This machinery will allow us to write large yet concise conditional statements that test all kinds of parameters around the context.

Let's make a set of all NPs in the corpus from which we can gradually work from. We will work with phrase_atoms for now.

In [19]:
nps = set(F.typ.s('NP')) & set(F.otype.s('phrase_atom'))
covered = set()

def prog():
    # print remaining cases
    print(len(nps)-len(covered))

print(len(nps))

47504


Let's eliminate all options that have no other choices but a candidate.

In [20]:
simpleres = []

for p in nps:
    cands = [w for w in L.d(p, 'word') if F.sp.v(w) in cand_sps]
    if len(cands) == 1:
        simpleres.append((p, cands[0]))
        
len(simpleres)

27766

In [9]:
def get_quantified(word, tf, **wsets):
    '''
    Recursively calls down a quantifier chain until
    finding a quantified word.
    '''
    
    quants, noms = wsets['quants'], wsets['noms']

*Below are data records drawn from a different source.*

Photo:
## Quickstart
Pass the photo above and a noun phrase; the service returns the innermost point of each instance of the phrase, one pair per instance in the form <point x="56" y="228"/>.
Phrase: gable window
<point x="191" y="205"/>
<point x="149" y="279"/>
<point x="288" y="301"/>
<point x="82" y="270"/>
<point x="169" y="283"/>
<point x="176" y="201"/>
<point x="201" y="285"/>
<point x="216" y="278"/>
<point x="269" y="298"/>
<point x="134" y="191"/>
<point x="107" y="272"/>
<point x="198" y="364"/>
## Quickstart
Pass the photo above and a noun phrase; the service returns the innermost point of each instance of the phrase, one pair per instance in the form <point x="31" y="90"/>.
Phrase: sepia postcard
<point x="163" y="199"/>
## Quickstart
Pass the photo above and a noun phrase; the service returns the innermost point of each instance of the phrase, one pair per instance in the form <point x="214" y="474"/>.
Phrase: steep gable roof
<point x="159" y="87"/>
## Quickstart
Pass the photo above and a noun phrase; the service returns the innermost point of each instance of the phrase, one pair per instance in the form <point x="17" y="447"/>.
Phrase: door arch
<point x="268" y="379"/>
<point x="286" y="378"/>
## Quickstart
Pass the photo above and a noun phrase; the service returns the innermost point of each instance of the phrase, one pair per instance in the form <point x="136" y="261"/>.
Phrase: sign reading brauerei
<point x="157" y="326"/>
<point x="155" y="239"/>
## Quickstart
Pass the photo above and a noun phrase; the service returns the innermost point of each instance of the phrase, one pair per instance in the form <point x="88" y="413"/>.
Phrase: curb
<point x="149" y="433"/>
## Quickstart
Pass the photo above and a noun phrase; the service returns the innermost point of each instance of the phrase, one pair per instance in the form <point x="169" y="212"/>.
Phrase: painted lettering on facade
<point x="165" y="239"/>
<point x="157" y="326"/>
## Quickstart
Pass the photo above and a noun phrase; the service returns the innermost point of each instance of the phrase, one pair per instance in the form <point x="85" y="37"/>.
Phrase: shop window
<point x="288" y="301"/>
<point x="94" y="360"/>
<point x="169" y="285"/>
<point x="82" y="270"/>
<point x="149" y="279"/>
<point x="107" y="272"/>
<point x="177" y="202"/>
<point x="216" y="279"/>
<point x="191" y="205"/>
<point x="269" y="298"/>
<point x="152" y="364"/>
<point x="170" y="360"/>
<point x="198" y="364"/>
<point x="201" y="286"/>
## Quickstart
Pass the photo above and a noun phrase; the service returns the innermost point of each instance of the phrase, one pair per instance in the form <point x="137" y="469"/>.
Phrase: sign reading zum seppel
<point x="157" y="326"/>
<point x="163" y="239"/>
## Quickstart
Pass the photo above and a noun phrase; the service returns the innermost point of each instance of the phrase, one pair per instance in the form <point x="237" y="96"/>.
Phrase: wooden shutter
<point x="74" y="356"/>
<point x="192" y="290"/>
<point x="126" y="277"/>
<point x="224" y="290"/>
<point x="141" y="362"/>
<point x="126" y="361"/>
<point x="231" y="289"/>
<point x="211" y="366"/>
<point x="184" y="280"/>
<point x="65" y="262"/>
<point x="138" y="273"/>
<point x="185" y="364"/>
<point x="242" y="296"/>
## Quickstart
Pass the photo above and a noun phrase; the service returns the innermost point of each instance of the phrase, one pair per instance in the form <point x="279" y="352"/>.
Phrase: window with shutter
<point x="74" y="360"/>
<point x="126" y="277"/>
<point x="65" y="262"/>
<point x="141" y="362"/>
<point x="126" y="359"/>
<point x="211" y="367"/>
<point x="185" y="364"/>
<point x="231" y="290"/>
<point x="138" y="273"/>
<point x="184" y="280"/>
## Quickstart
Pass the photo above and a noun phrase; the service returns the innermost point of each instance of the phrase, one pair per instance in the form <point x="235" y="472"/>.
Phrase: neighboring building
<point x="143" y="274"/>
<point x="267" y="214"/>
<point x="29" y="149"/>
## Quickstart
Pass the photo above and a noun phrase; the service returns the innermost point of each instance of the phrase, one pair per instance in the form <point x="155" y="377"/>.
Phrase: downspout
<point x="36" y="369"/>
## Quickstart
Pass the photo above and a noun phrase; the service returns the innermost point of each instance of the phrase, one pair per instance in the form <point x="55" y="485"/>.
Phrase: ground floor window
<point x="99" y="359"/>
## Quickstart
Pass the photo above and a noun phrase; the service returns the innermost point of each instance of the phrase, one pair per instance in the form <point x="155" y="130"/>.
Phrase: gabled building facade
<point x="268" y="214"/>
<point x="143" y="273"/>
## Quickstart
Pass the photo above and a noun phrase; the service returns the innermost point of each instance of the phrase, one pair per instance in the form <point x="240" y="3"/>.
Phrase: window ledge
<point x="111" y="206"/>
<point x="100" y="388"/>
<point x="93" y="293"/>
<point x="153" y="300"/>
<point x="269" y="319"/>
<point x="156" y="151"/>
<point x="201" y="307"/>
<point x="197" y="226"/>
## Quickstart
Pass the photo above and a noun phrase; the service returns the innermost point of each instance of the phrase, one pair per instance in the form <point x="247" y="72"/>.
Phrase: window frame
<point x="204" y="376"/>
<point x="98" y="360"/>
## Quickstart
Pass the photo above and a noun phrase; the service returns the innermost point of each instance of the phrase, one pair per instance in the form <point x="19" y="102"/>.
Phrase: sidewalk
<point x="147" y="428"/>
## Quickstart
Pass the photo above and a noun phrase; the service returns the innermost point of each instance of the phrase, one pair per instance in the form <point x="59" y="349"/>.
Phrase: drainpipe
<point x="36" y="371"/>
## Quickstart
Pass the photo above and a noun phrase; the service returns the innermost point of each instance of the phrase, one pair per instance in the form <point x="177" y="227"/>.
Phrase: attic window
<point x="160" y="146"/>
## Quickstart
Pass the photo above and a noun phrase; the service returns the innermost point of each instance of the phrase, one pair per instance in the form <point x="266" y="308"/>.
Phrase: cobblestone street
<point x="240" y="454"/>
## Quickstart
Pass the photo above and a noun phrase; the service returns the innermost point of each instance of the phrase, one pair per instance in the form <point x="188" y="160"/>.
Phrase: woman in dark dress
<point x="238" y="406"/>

    P = Positions(word, 'phrase_atom', tf).get

    target = (
        lambda n: P(n), 
        lambda n: P(n) not in quants,
        lambda n: P(n, 'sp') in noms,
    )

    # check this word
    if all(cond(0) for cond in target):
        return word
    
    # check next word
    elif all(cond(P(1)) for cond in target):
        return P(1)
    
    # move up one
    else:
        return get_quantified(P(1))